Music Notes for November 27, 2022

Hymn of the Day: #902, "Come Now, O God"
Text: David Bjorlin, (1984)
Tune: LOST IN THE NIGHT Finnish Folk Tune

The tune lost in the night was David Bjorlin’s inspiration for this Advent hymn of lamentation. Referencing Isaiah 7:10-17, Isaiah 64:1-9, and Matthew 1:18-25, this text was published as part of Bjorlin’s collected poetry, Protest of Praise, of which he says, “True praise is always a protest against all that curses or denigrates the Creator’s world.” In “Come, now, O God,” we can name and make ours the messianic expectations of the Old Testament prophets. They remind us that true protest is, at its core, the courage to envision the world not as it is, but as it can be.

Offertory Anthem: “Thou Shalt Know Him When He Comes”, Mark Sirett (1952)

Mark Sirett is one of Canada’s leading choral composers, fully versed in the craft of choral writing and always bringing something original to his compositions and arrangements. His award-winning works have been performed, recorded and broadcast by leading ensembles worldwide, including Chanticleer, VocalEssence and Elora Singers.

Thou shalt know him when he comes,
Not by any din of drums,
Nor his manners, nor his airs,
Nor by any thing he wears.

Thou shalt know him when he comes,
Not by a crown nor by a gown,
But his coming known shall be,
By the holy harmony
Which his coming makes in thee.
Thou shalt know him when he comes.

Amen. Amen.

Opening Voluntary: “Nun komm , der Heiden Heiland” and CLOSING VOLUNTARY “Wachet Auf” Paul Manz (1919-2009)

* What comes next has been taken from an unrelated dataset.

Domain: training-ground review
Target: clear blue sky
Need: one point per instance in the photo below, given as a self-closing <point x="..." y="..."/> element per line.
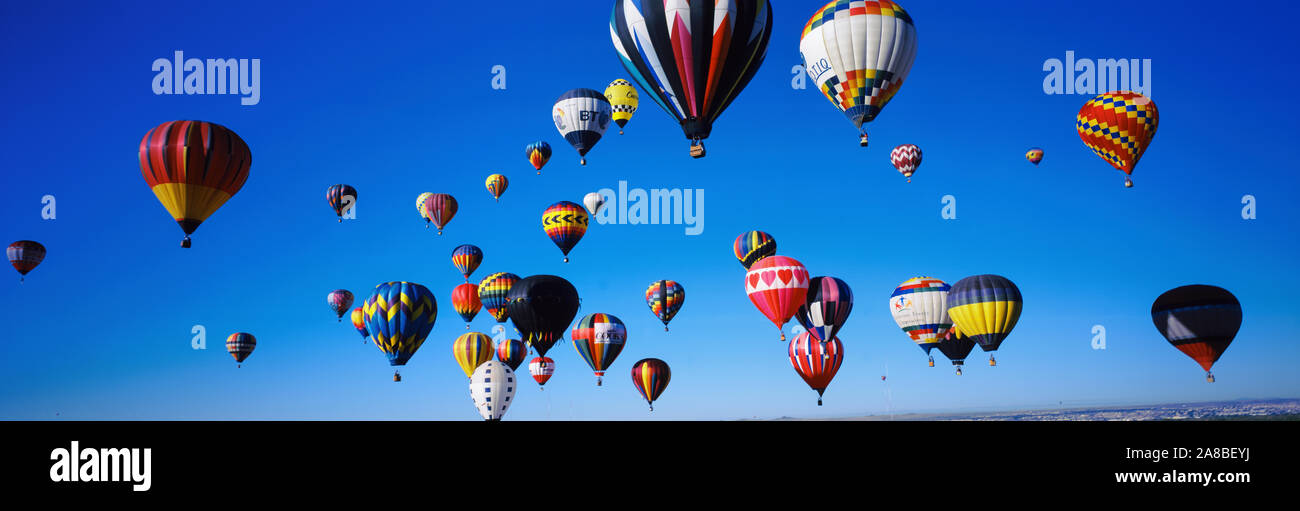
<point x="397" y="100"/>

Paul Otto Manz was an American composer for choir and organ. As a performer, Manz was most famous for his celebrated hymn festivals. Instead of playing traditional organ recitals, Manz would generally lead a "festival" of hymns from the organ, in which he introduced each hymn with one of his famously creative organ improvisations based on the hymn tune in question. The congregation would then sing the hymn with his accompaniment. Many volumes of these neo-Baroque chorale prelude improvisations have been written out and published and are among his most famous organ works, played by church organists throughout the world. Today’s Voluntaries are two of those improvisations.